A Wrinkle in Time should not be this difficult a film to review. It should either be a diverse, family crowd-pleaser destined to be a modern classic or a crass, over-stylized mess like Disney’s billion-dollar bore, Alice in Wonderland.
I did not expect adapting Madeleine L’Engle’s classic of childhood fantasy would be easy. Jennifer Lee, the successful scripter of animated fare like Frozen and Zootopia, took over Jeff Stockwell’s script and movie-ized L’Engle’s multi-planet journey where needed; the setup and conflict in the final act is better on screen than on page. Selma director Ava DuVernay has structured some lovely sequences, many visually mind-blowing, and Storm Reid (12 Years a Slave and the sadly overlooked Sleight) successfully navigates the difficult role of Meg Murry—whom L’Engle wrote to not be the most pleasant protagonist—like a more veteran actor.

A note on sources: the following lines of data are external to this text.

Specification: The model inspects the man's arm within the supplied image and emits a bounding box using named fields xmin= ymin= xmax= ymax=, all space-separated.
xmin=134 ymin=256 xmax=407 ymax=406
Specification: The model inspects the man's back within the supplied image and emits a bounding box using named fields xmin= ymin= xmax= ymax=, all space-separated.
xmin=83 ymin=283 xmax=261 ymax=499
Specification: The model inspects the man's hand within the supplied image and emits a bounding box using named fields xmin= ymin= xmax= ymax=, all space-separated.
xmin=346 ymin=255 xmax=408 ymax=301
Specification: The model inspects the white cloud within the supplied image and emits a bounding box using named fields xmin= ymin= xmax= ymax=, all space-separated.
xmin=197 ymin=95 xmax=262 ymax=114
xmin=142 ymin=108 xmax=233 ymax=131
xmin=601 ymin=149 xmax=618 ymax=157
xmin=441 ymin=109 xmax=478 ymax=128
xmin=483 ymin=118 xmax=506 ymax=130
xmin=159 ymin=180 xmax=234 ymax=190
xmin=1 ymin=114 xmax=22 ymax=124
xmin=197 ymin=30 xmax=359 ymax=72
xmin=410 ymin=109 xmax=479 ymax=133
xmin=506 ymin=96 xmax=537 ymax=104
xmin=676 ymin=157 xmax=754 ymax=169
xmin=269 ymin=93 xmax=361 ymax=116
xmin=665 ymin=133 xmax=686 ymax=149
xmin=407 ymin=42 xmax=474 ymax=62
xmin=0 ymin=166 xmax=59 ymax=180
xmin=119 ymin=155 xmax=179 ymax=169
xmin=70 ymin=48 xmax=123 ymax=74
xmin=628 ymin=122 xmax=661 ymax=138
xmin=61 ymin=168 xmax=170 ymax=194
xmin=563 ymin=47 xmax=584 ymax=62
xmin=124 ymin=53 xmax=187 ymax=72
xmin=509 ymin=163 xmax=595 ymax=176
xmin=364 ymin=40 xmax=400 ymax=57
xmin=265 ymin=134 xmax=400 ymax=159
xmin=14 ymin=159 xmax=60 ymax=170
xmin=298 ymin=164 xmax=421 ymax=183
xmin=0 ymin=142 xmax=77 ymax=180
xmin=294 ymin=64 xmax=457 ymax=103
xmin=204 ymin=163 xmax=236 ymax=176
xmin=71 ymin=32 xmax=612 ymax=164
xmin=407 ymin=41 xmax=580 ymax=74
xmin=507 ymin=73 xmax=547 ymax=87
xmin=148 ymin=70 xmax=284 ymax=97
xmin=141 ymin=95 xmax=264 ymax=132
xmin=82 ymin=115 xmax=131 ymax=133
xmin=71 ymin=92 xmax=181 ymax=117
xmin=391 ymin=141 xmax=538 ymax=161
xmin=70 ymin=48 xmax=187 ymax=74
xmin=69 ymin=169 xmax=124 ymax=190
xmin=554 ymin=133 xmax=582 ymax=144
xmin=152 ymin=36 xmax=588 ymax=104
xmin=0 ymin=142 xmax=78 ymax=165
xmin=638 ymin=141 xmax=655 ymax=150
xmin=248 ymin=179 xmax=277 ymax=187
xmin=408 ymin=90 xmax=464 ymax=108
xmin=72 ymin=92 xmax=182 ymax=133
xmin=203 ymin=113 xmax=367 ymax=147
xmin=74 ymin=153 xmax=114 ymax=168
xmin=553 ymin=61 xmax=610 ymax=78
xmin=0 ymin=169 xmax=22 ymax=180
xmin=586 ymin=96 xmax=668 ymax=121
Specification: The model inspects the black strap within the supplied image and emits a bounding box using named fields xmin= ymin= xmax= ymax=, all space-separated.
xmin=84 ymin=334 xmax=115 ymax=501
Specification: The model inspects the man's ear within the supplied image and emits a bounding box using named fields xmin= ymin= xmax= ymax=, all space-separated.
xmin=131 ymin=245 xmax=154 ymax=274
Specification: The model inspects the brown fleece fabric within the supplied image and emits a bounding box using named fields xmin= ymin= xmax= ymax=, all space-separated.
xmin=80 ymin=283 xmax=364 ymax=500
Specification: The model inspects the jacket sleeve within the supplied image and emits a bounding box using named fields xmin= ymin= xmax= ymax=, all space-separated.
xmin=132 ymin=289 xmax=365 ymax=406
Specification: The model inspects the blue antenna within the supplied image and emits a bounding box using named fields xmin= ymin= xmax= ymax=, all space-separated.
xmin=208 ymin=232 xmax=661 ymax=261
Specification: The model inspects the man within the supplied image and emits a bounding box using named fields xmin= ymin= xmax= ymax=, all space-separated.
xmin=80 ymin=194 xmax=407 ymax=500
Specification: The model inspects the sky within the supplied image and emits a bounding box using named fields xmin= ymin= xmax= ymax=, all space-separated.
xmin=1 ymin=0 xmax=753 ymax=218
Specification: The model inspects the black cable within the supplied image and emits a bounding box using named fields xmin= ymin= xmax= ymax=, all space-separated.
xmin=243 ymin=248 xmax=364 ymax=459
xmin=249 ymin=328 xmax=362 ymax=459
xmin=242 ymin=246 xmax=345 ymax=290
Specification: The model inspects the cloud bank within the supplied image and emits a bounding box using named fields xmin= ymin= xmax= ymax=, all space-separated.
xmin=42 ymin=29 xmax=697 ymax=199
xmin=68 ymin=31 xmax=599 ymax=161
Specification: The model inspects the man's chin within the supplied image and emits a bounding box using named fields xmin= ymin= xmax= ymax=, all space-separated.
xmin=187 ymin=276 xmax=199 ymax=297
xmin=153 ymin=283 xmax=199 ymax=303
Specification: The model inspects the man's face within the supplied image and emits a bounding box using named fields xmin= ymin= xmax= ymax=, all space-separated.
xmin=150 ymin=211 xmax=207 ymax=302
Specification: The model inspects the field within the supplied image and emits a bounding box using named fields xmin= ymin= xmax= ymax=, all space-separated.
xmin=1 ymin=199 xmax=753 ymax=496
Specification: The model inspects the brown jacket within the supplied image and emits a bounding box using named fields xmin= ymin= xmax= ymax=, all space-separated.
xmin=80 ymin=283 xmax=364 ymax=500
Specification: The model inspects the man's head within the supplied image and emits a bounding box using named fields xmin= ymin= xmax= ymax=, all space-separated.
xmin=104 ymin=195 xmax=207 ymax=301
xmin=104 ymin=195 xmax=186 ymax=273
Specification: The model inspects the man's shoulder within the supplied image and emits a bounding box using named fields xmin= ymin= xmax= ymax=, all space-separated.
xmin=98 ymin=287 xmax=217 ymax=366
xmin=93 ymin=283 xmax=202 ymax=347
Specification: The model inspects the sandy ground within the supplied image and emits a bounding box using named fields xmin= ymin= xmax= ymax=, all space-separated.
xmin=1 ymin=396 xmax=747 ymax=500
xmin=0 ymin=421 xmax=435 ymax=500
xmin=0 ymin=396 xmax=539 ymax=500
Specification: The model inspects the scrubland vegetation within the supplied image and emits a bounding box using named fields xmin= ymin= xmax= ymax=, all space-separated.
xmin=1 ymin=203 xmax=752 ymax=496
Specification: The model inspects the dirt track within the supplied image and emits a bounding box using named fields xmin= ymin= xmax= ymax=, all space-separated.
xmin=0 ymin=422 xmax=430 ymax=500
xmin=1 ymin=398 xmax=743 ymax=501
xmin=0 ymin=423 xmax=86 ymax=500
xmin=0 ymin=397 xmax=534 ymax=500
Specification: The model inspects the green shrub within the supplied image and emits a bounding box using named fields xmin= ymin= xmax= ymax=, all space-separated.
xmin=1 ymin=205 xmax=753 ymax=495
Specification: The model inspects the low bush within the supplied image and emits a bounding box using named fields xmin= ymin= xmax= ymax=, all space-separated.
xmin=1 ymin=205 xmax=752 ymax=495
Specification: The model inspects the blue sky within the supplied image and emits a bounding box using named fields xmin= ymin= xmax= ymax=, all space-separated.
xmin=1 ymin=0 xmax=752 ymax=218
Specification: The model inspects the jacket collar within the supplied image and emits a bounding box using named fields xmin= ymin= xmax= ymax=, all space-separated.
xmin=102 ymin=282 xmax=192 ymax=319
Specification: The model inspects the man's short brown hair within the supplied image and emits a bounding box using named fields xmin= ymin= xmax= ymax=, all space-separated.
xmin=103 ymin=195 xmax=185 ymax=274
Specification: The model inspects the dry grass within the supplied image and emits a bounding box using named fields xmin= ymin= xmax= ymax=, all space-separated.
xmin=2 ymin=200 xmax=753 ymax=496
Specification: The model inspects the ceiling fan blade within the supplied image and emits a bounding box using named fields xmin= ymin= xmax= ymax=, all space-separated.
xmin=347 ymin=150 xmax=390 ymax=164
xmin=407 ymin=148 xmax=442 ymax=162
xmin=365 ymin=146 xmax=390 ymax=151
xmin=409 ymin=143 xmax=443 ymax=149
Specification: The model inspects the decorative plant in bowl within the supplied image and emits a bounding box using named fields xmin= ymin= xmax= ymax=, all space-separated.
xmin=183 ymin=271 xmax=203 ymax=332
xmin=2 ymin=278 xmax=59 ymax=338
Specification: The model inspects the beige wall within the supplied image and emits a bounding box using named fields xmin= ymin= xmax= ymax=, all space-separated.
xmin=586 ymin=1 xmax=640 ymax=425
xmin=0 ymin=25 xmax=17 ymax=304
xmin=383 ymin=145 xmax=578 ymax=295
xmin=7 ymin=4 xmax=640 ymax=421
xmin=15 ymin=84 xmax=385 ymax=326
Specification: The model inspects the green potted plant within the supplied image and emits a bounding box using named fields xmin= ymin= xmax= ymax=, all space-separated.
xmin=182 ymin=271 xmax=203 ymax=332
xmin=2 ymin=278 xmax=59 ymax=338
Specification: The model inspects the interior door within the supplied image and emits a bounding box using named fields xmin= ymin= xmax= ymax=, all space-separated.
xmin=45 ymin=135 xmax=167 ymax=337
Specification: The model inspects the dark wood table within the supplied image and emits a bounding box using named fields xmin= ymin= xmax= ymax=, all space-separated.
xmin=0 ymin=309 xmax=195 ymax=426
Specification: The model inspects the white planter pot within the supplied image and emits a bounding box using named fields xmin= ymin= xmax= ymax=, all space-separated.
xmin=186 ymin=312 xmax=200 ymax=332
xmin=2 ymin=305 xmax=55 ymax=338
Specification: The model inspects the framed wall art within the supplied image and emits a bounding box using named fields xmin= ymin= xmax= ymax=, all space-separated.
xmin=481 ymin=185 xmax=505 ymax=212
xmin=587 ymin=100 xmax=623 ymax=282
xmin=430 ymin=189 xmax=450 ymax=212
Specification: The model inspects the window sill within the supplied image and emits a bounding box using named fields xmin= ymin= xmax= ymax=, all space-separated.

Yet the whole of A Wrinkle in Time never quite gels. The diversity of the film’s cast ensures it will not be just another forgettable YA adaptation. However, some character-actor combos are more perfect than others, and more often than not the failing may be in the difficulty of adapting L’Engle’s unconventional creations. Oprah Winfrey has the proper gravity to lead the three Mrs. W’s, but both Reese Witherspoon and Mindy Kaling are more odd than appealing. Even the incredibly likable Chris Pine cannot help Dr. Alex Murry earn a Lit’s Best Dad mug. Zach Galifianakis almost gets a pass due to his unfortunate casting as the Happy Medium. Michael Peña improves on the man with red eyes.